Buone Pratiche Quotidiane

Nell’evoluzione in corso da media a rete sociale che molti quotidiani stanno affrontando è essenziale aprirsi al pubblico anche attraverso quello che viene chiamato open journalism o giornalismo partecipativo a seconda dell’idioma preferito.

«The Guardian», sulla falsariga di quanto già adottato da «El Pais», da un lato, prosegue con coerenza straordinaria, senza esitazioni, il proprio percorso di apertura e trasparenza nei confronti dei lettori  e, dall’altro lato, riporta all’edizione online, al sito web del quotidiano la centralità di “luogo” che favorisce il contatto e la relazione  con e tra le persone sulla base dei loro distinti interessi, dimostrando concretamente la fondamentale differenza tra essere online ed essere parte della Rete.

Il trattenimento sul sito web è inoltre il vero indicatore del valore della relazione, e dunque parametro di assoluta rilevanza anche nel rapporto con gli inserzionisti, con gli investitori pubblicitari.

Dimostrazioni di SociAbilità che spesso sono, appunto, riferibili a realtà esterne al nostro Paese come conferma, anche, l’indagine presentata da Vincenzo Cosenza al Festival del Giornalismo sull’utilizzo di Facebook da parte dei quotidiani nostrani che mostra come prevalentemente vi sia un utilizzo teso solo a vederne le potenzialità esclusivamente come fonte di traffico, mezzo unidirezionale per portare visitatori alle proprie edizioni online invece che relazionale nel senso prprio del termine.

Fortunatamente buone pratiche quotidiane crescono anche nel nostro Paese contribuendo a guardare con maggior ottimismo al futuro dell’informazione in Italia. E’ il caso del quotidiano locale [che fa parte del circuito GetLocal Espresso -Repubblica] «La Provincia Pavese» che ha lanciato un iniziativa sulla città vista dai cittadini che, oltre ad essere d’interesse per la qualità della realizzazione, a giudicare dal numero di segnalazioni, ha avuto un buon successo e certamente ha incrementato numero di visite e tempo di permanenza sul sito del quotidiano in questione.
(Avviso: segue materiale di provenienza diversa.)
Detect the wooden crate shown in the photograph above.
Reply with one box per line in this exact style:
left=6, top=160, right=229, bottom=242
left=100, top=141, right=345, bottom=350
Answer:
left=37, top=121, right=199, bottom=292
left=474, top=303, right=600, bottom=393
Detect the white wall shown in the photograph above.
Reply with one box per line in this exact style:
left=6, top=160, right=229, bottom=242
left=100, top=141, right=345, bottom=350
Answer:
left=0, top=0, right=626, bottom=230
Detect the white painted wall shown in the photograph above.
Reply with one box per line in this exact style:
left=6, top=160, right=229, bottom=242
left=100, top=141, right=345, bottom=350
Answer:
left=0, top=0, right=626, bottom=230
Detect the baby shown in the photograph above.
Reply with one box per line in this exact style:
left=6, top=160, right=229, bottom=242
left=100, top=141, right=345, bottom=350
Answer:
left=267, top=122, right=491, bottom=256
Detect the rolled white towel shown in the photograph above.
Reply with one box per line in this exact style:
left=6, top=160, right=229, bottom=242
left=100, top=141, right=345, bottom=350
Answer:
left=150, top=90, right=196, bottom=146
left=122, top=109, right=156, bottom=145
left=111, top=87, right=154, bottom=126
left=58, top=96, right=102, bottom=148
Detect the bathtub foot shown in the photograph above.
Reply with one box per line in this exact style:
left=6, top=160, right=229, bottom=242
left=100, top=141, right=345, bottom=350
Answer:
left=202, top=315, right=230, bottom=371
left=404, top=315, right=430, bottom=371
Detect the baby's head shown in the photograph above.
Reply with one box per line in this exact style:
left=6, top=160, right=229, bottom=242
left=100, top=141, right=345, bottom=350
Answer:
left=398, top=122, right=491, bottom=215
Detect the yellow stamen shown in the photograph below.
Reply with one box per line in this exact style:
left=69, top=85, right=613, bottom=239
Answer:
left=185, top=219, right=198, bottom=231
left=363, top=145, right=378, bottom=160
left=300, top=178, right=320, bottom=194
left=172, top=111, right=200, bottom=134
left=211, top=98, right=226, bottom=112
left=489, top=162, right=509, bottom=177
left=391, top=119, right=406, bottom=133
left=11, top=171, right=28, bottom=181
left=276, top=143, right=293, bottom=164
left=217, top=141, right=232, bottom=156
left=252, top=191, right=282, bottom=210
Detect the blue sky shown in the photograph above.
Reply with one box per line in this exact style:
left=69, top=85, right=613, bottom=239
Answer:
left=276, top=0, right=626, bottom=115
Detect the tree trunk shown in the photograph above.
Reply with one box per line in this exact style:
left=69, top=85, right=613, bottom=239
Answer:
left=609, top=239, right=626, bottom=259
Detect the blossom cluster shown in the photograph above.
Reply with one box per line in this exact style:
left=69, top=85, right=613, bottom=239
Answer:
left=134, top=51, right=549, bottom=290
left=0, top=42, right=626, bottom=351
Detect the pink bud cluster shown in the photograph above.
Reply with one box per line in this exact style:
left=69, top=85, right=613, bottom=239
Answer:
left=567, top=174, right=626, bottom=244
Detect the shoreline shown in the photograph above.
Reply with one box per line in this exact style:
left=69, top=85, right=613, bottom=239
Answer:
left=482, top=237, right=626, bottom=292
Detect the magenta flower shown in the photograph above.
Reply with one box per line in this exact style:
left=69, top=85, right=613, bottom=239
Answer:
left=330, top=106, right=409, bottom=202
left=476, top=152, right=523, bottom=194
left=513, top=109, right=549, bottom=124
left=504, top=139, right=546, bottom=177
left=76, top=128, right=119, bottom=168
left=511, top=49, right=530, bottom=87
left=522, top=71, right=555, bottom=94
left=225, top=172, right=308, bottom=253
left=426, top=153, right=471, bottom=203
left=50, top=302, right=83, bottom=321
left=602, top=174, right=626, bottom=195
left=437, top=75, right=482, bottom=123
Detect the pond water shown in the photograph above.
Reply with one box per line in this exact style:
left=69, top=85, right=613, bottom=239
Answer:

Oltre alla geolocalizzazione sulla mappa delle situazioni critiche vissute, o viste, dai cittadini, esiste un filtro per categoria: dai rifiuti alle trappole per ciclisti passando per parchi e sicurezza ed il report dettagliato di ciascuna segnalazione. Ottimo anche il sistema di segnalazioni concepito che offre diverse alternative dal tweet con hashtag #raccontapavia [che a onor del vero pare poco utilizzato] all’app per smartphone o per i più tradizionali un indirizzo mail o un modulo da compilare disponibile sul sito.

Un buon esempio di creazione di una comunità all’interno di un sito web di un giornale, che dimostra che il problema non è economico ma culturale, di approccio, quando certe cose non vengono fatte. I budget sono una scusa, una giustificazione al fatto che è la volontà che manca all’interno dell’organizzazione in realtà.